CHP Lüleburgaz’ın ‘’yeni ilçe yönetimi’’ ise seçilmesinden bu yana 1 yılı aşkın bir zamandır CHP’nin oy kaybını engelleyecek bir plan ve programla seçmeni ikna edecek bir çalışma ortaya koyamadı. Diğer yandan Lüleburgaz’da ‘’yeni belediye yönetimi’’nin yarattığı hayal kırıklığı kamuoyunda, gazetelerde ve sosyal medya da sıklıkla dile getirilmeye başlandı.
Son günler de temizlik işçilerinin belediye önünde HAK-HUKUK-Adalet pankartlarıyla eylemler yapması, Pandemi sürecinde ilçe örgütünün ve belediye yönetiminin yetersiz olduğu yönünde Lüleburgaz kamuoyunda oluşan genel algı, CHP’nin Lüleburgaz’da da erimeye başladığına işaret ediyor. Son 1 yıldır Lüleburgaz Pazartesi Halk Toplantıları ve Kırklareli Çarşamba Toplantılarının yapılmıyor olması üyelerin ve delegelerin partiyle olan duygusal bağlarını zedeliyor.
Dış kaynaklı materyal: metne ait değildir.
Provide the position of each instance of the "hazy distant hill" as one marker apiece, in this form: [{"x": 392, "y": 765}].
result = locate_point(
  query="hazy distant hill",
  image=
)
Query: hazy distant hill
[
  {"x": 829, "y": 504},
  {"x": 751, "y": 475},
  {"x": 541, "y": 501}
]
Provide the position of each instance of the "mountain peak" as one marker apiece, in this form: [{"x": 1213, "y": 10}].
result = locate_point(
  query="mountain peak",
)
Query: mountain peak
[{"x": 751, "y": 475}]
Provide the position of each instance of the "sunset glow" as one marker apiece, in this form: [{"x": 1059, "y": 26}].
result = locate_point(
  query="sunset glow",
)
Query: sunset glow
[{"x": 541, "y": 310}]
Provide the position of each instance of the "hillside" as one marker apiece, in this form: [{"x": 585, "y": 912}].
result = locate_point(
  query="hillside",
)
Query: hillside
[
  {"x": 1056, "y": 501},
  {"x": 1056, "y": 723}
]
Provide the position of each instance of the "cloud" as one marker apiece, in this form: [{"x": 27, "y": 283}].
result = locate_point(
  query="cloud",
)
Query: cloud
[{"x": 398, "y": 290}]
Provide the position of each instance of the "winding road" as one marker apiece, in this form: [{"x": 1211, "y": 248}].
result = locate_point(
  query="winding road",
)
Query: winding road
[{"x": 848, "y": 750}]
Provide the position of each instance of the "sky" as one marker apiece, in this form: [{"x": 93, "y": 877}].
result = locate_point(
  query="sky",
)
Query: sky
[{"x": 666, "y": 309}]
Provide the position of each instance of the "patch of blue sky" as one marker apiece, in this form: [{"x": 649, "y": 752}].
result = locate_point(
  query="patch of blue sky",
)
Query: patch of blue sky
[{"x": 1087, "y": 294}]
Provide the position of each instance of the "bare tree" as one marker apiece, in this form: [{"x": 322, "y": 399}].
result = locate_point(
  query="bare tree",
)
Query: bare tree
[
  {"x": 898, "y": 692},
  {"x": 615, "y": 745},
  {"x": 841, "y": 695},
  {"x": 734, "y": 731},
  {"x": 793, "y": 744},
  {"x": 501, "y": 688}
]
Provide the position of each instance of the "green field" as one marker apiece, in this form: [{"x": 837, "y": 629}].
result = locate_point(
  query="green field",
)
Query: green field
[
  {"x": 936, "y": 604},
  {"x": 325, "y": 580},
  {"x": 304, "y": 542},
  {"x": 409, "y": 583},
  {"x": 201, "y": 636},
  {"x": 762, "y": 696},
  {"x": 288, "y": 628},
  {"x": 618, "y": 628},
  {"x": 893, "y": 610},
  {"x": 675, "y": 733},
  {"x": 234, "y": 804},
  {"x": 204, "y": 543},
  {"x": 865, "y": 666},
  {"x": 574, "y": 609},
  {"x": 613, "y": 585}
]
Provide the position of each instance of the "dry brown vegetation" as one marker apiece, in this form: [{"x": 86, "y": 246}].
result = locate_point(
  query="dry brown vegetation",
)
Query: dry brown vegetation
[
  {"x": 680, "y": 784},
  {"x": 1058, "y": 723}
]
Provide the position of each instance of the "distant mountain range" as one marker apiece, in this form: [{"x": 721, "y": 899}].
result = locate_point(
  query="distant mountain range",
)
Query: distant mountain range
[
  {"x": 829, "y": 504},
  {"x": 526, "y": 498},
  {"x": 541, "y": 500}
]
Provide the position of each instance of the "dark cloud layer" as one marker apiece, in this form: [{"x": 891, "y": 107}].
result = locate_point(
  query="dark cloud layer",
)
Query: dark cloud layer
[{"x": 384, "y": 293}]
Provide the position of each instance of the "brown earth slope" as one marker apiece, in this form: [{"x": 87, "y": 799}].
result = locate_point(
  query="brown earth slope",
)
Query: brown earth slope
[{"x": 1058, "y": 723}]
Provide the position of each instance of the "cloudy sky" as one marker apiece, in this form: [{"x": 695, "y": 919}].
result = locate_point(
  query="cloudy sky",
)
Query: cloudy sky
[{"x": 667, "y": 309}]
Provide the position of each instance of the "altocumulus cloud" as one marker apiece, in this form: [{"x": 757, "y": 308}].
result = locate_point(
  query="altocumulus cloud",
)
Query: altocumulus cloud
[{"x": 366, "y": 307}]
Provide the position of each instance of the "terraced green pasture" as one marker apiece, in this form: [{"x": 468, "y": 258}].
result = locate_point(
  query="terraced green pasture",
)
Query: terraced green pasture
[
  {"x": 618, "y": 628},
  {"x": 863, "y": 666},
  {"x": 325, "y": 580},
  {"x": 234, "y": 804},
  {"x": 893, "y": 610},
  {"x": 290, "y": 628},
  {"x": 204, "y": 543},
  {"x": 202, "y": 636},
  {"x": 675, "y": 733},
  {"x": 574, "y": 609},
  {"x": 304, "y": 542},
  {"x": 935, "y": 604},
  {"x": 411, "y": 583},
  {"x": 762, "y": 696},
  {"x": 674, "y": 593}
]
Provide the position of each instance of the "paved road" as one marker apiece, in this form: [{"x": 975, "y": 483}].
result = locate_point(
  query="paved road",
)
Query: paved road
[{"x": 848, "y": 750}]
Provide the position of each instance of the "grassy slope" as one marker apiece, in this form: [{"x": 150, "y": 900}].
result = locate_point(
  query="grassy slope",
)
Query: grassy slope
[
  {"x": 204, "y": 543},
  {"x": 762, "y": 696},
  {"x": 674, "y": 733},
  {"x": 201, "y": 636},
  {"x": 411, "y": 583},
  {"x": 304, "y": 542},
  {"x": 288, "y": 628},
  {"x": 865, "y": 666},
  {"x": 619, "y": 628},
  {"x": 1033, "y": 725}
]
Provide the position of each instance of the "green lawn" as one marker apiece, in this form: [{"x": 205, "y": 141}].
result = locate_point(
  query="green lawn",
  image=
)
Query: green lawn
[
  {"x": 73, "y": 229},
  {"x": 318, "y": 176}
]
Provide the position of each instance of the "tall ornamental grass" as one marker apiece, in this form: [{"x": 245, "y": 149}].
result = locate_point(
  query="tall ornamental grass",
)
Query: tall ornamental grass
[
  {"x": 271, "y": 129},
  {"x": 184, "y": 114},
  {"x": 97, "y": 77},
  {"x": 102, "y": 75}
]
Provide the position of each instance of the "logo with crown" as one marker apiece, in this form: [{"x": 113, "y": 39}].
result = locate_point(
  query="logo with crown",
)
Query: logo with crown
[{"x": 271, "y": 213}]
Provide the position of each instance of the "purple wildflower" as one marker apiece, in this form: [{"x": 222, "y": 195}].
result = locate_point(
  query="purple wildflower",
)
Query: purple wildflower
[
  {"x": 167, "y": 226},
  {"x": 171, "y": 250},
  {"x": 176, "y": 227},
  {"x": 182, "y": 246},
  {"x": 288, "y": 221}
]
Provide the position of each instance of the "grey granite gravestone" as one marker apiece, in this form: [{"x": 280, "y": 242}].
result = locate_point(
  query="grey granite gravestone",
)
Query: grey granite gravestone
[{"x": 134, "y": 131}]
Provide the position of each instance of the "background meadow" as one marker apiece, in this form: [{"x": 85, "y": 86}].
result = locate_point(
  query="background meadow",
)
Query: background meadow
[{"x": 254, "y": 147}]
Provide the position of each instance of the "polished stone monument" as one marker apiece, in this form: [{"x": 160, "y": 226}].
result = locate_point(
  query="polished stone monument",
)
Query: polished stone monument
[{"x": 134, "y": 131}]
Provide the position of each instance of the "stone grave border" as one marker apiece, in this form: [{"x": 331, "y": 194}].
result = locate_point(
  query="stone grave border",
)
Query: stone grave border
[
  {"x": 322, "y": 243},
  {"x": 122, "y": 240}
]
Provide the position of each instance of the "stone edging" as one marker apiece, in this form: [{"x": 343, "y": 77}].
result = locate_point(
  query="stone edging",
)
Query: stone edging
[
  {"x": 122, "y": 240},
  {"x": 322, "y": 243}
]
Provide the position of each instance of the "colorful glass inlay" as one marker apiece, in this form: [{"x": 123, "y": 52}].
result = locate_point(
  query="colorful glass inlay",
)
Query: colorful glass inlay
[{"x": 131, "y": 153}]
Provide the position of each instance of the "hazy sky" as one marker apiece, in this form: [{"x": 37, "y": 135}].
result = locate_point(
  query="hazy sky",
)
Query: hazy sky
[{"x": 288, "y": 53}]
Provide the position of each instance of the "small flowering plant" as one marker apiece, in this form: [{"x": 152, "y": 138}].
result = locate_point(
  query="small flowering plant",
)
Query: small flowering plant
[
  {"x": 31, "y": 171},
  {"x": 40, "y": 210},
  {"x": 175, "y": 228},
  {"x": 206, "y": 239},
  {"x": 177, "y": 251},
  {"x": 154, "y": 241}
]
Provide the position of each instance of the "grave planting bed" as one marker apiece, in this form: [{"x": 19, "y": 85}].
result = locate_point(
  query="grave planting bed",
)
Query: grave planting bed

Üyesinden delegesinde ve Meydanlara çıkmaktan uzak duran CHP Lüleburgaz’ın ‘’yeni yönetimi’’, İYİ Parti’nin eylemlerinde ‘’figüran’’ olarak boy gösteriyor.
Lüleburgaz İlçe yönetiminin kendisini koltuğa getiren belediye yönetimiyle çatışmaya girmesi, İl yönetimi ile Merkez ilçe yönetimi ile arasındaki sorunlar, CHP’de peş peşe gelen disiplin işlemleri ve ihraç talepleri CHP’deki ‘’yeni yönetim’’lerin, partinin klasik hastalıklarına tekrar yakalanıp ‘’iç çatışma ve çekişme’’ ortamına geri döndüğüne işaret ediyor.
Deneyimsiz ve acemi şoförler yolun sonundaki uçurumu fark eder mi bilmiyoruz !!!
Bildiğimiz tek şey tüm Türkiye’nin ve Kırklareli’nin, yüzünü kendi içine değil, halka ve sokağa dönerek iktidara yürüyen bir CHP’ye ihtiyacı olduğudur.